Entre aqueles que não eram os seus, ela caiu e chorou. Os olhares tortos ainda a feriam sem encarar, conversas escusas trocadas em cada esquina. Mas disseram que ela deveria ir, e ela foi. Apesar da dor, levantou-se, e com um sopro curou todas as feridas da alma. Apontaram os caminhos e disseram que ela conseguiria, que já era hora de deixar suas asas e seguir andando. E ela seguiu, ainda que com passos trôpegos e errantes, de quem começava a aprender a caminhar. Passou por ruelas escuras, becos imundos e avenidas confusas nas quais era proibido ver, ouvir e falar - consigo e aos outros.
No adiantado das horas, quase não podia olhar para o céu, e a lua refletida nas poças de água podre se tornara a melhor amiga. Aos poucos, acostumara-se com a noite eterna, e o infinito não mais a intrigava. Aprendia bem todas as lições que aquele mundo tentava lhe ensinar: Parara de tentar encontrar os porquês que lhe faltavam, evitava os postes de iluminação, com medo do que a luz poderia lhe revelar. Sua ânsia era apenas a de chegar, mesmo sem saber o que lhe aguardava no fim. Mesmo sem saber se havia um fim.
Não percebia que a cada passo se tornava mais como os outros que por ali passavam. Já não tropeçava mais nos bueiros, já conseguia andar em linha reta. Sua essência de anjo caído ia aos poucos se dissipando, levada por suor e lágrimas que deixara derramar.
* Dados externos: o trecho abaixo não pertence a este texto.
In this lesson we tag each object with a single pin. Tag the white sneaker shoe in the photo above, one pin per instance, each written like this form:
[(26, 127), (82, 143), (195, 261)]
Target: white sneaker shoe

Um dia, deparou-se com um espelho e notou que sua imagem deturpava a superfície perfeitamente reluzente. Tornara-se uma sombra maltrapilha. Chorou ao perceber que suas asas se atrofiaram por falta de uso. No entanto, uma coisa o mundo não pode lhe tirar: às vezes se pegava reparando nas belezas do caminho e sentindo saudade das estrelas. Era enorme a vontade de conversar com elas naquele idioma extinto, e fazer pedidos para aquela que brilhasse mais forte. Achou que tivesse há muito esquecido como dizer, e arriscou um sorriso quando se deu conta de que ainda podia pronunciar as palavras mais belas. Repreenderam-na por tentar, e disseram que ela deveria continuar sem pausas. E ela foi, mesmo com seus pés exibindo feridas em carne, manchados por sangue, suor e sujeira.
Entre todos os cruzamentos, já não identificava as ruas que entravam, as ruas que saiam. Sentia-se pequena e fraca diante da imensidão das montanhas de concreto que a enclausuravam. Sentia-se doente e com fome. Implorava por um pedaço de pão, por um vislumbre de vida. Sussurraram para que ela desistisse, e ela obedeceu.
Encontrou abrigo e repouso sob uma sacada, e por lá morou por tanto tempo que nem sei. Às vezes notas doces saiam da janela e penetravam em seus ouvidos. O som da gaita solitária contava-lhe histórias sobre a melancolia e a tristeza infinita, e ela se recolhia para escutar com atenção. Aquele era seu único momento de plenitude. Um dia, em uma dessas conversas unilaterais, pensou ter ouvido um convite e bateu três vezes na porta. Gritaram que ela deveria ir embora, mas dessa vez manteve-se firme e decidiu ficar. E esperou eternamente, mas a porta não se abriu.